The proudly independent Larry Cohen finally struck it rich in the mainstream with this unnerving tale of a monstrous baby that puts a novel twist on the concept of being brought into the world kicking and screaming. As the marketing campaign for the film declared, the only thing wrong with Frank and Lenore Davies’s second child is that it’s alive, and, after being received with horror by the rest of the world, it does not hesitate to defend that life to the utmost. One part allegory on familial tensions and one part commentary on environmental and biological poisoning, It’s Alive is a multi-layered work that is at the same time starkly clear and chillingly precise in its observations. Cohen’s reference to James Whale’s Frankenstein in titling his film is not only a cheeky in-joke but a realization of the fundamental theme underlying both works, the primeval gore of birth anxiety coupled with the notion of culpability in creating, or of evidencing some compromising relationship with, abnormality. Ultimately, however, the disquieting aspects of It’s Alive are to be found in Cohen’s very blurring of the lines between what is normal and what is not and what it is to love a child unconditionally. By turns frightening and heartbreaking, an aspect particularly reflected in John P. Ryan’s tormented performance as the baby’s father, the film is not only perhaps one of Cohen’s best films but one of the finest American horror films of the last 30 years.

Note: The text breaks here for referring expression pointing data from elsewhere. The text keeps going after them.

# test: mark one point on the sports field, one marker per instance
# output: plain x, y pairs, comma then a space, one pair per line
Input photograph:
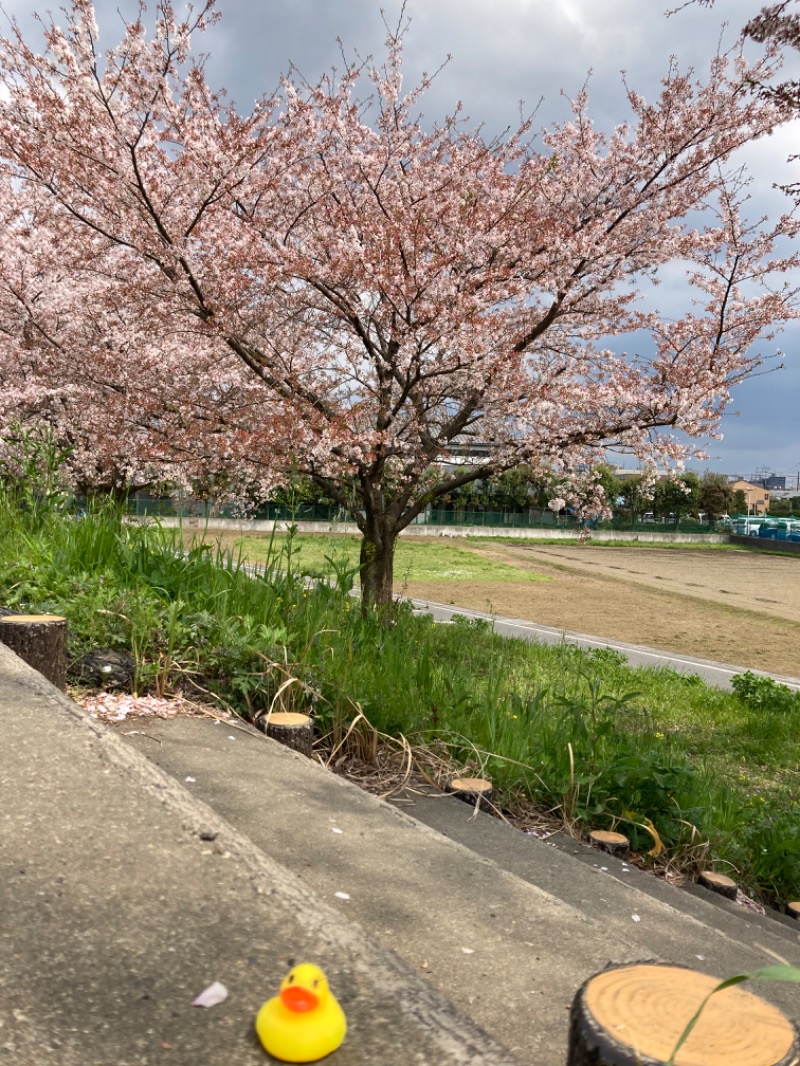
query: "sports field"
733, 606
737, 607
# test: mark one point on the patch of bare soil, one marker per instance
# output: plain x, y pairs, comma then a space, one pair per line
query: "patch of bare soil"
733, 607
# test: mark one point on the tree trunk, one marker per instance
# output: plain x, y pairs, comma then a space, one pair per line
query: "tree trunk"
635, 1014
378, 562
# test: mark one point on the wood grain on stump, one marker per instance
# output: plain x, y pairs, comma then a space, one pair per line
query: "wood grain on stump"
291, 729
718, 883
40, 640
614, 843
634, 1015
470, 789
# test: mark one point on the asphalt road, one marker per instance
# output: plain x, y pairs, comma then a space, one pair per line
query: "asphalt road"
716, 674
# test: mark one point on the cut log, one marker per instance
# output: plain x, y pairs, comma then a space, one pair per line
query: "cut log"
718, 883
614, 843
472, 790
40, 640
291, 729
634, 1015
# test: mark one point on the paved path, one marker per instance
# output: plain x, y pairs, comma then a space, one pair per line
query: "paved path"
715, 674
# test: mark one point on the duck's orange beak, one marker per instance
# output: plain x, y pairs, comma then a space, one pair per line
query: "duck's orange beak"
296, 998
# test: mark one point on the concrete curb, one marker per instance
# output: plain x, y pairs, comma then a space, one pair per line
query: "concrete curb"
394, 1015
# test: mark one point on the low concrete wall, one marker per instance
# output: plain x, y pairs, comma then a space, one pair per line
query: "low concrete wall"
267, 526
766, 544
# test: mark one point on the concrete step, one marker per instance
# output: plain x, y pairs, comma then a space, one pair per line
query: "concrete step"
123, 895
502, 925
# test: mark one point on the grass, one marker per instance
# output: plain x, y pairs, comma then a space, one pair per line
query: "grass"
414, 561
703, 774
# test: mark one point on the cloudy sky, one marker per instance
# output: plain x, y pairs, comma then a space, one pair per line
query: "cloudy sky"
508, 51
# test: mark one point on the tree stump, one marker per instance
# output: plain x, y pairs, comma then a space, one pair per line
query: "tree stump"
40, 640
291, 729
472, 790
718, 883
614, 843
634, 1015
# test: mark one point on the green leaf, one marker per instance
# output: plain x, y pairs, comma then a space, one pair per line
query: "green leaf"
779, 972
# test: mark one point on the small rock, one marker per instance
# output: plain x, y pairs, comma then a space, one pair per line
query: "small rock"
105, 668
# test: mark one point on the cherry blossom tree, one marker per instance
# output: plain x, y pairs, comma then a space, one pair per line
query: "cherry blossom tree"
332, 285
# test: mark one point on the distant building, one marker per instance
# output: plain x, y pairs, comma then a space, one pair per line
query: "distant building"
756, 496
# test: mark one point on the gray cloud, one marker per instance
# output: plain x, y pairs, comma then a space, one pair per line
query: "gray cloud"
505, 52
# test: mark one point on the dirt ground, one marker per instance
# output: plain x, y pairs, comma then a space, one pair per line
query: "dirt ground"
733, 607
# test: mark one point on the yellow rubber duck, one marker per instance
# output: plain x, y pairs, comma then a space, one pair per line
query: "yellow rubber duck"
303, 1022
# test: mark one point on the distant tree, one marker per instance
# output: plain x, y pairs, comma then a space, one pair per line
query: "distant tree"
638, 497
676, 497
780, 507
610, 484
716, 495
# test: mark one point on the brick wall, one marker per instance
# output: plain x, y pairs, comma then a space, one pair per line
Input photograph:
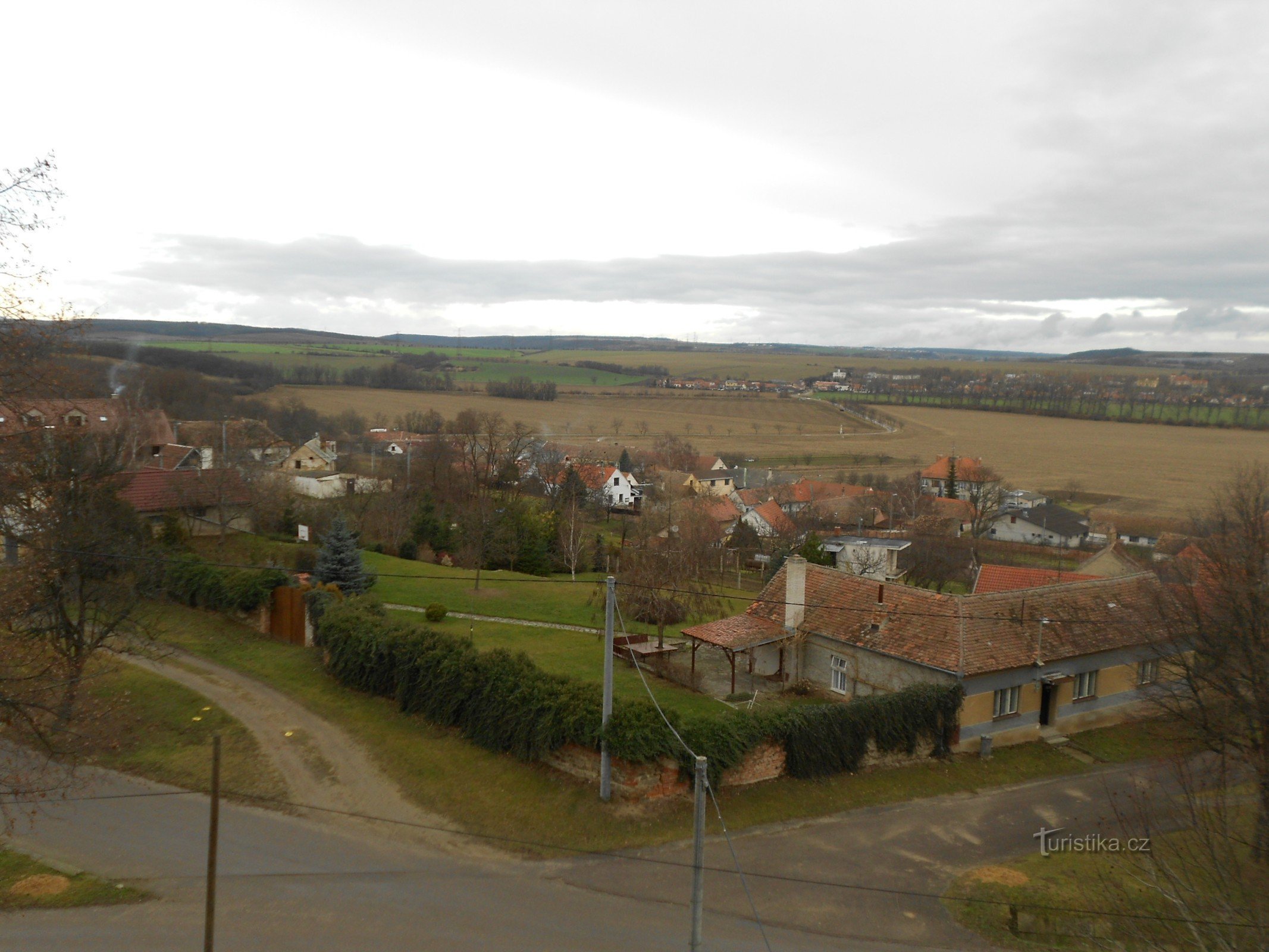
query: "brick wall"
660, 779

For those used to watching Cohen's meticulous compositions and his subdued yet slightly left of natural color palettes, a stylistic feature that he shares with another often neglected American director, George A. Romero, on the poor VHS copies previously circulating in video stores, this DVD is a godsend. Not only is it letterboxed and crystal clear but Bernard Herrmann's score sounds pitch perfect.
Cohen's commentary is charmingly matter of fact, with the director discussing his relationship with famed composer Bernard Herrmann and the twists and turns of the film's distribution by a skeptical Warner Bros. and its eventual box office success. As a fierce proponent of the one man band approach to filmmaking, it is by turns inspiring and frustrating to listen to Cohen wax nostalgic, frustrating if only because it seems that his kind of cinema production is so remote a possibility in today's film industry, even in the independent market. One also gets the feeling that Cohen is comfortable enough writing his scripts, feeling no great need to engage an industry that has changed so drastically that "CGI effects people really make the movies today, not directors." Bless you Mr. Cohen.
If not as packed with extras as one may have hoped, this It's Alive DVD is a much-welcomed event.